And if the razor grass cut my legs I would think ‘It’s better than people.’ Black ants or red ones, tall nests swarming with white ants, rain that soaked me to the skin – once I saw a snake. All better than people. Better. Better, better than people.
Thanks to my lovely friends and family (and a carefully curated Amazon wishlist) I received a ton of new books for my birthday in June. They’re currently stacked up under the coffee table and will likely remain there for ages and ages while I slowly work my way through them. It’s not often I have nice things to say about Amazon (who need to pay their damn taxes and treat their staff a bit better) but I do kind of love the wishlist feature. It makes birthdays for lazy people like me so much easier.
Wide Sargosso Sea was the first to graduate out of the unread pile. I’d been curious about it for quite a while; it came highly recommended by a friend and I knew enough about it to suspect that we’d probably get along quite well. This novel is Rhys’s attempt to give Antoinette ‘Bertha’ Mason, Jane Eyre’s original madwoman in the attic, a voice and a life before Bronte’s classic story. The first part of the novel is told from the viewpoint of Antoinette and gives an unsettling account of her lonely childhood in Jamaica in the 1830s, shortly after the abolition of slavery. After a traumatic start for Antoinette the novel jumps ahead several years to the days immediately after her marriage to Mr Rochester (who’s never actually named in the novel). His narrative is one of resentment at having been coerced into a marriage with a Creole girl he doesn’t care for and later suspicion when he finds cause to doubt her. For the last few short chapters the novel again leaps forward in time, this time to a point where it overlaps with Jane Eyre; a wild, forgotten Antoinette is now captive in the attic of Thornfield while Rochester lives his life below, trying to forget that she ever existed.
As a Jane Eyre lover I found this last chapter most fascinating of all but in truth I was pretty taken with the whole of Wide Sargasso Sea. It had occurred to me before now that for a character so vital to Jane Eyre, Bertha Mason is given very little page time by Bronte. In effect she isn’t much more than a dramatic plot twist. When I first read the book as a teenager I pushed aside the niggling feeling at the back of my mind that maybe, just maybe, Rochester hadn’t treated his first wife (or Jane) very fairly; I argued that the book was a product of its time and that really Rochester, who never claims to be an honourable or a good man, was probably doing her a kindness by not having her locked up in some appalling asylum somewhere. I expect these are the kinds of things that many readers consider and while I’m not usually a fan of prequels I love the fact that Rhys must have wondered about some of the same things.
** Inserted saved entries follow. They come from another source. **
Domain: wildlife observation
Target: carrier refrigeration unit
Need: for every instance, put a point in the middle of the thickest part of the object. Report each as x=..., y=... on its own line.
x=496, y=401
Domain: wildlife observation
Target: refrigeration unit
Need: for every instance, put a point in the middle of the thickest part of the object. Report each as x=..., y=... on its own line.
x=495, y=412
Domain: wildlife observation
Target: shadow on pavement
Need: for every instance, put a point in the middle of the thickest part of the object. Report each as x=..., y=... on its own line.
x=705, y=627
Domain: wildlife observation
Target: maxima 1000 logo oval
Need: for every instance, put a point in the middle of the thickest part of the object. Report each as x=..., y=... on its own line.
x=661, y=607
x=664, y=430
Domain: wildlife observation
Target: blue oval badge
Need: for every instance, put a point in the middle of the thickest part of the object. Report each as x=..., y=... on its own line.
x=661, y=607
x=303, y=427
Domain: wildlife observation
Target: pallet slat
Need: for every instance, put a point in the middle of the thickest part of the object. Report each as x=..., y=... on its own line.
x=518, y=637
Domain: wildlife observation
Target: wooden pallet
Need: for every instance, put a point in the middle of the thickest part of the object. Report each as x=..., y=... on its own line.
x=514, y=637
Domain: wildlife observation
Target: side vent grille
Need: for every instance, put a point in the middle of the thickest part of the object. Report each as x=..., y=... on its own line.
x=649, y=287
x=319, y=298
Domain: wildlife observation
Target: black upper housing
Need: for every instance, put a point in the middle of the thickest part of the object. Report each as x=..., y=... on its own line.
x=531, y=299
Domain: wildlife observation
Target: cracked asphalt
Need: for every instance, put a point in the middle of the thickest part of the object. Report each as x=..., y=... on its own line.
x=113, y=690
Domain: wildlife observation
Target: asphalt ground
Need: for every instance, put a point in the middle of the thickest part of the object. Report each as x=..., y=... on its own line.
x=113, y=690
Rhys’s Rochester is aloof and occasionally cruel, much as he is in Jane Eyre, but she doesn’t really depict him as a liar or suggest that he behaves any differently to other men of his class and time would have done in his situation. Antoinette, on the other hand, is traumatised, desperate, childlike and distant; although she narrates much of the novel she still feels strangely shadowy towards the end. Rhys plays up her sense of isolation throughout the novel by suggesting that she doesn’t belong anywhere; as the daughter of a former slave owner she’s reviled by the island’s black inhabitants but as a Creole she’s not considered civilised by the white Europeans, including by Rochester. She’s stuck in some lonely, untouchable place between the two so by the end of the novel you’re not really sure who the real victim is here. Were the seeds of Antoinette’s madness sewn in her childhood or was she driven to insanity by her husband’s cruelty? Were Rochester’s suspicions about his wife well founded or did he willingly accept an explanation that offered him an easy way out? I was still pondering some of these questions a week after I’d finished the novel.
Wide Sargasso Sea provided a welcome chance to tick off another destination on my Around the World in 80 Books tour. For Antoinette Rhys evokes the West Indian islands of her childhood as an almost indecently lush, green garden but for Rochester it’s an overwhelming contrast to Thornfield:
“Too much blue, too much purple, too much green. The flowers too red, the mountains too high, the hills too near.”
It’s claustrophobic and disorientating, much like this novel. And I mean that in a good way.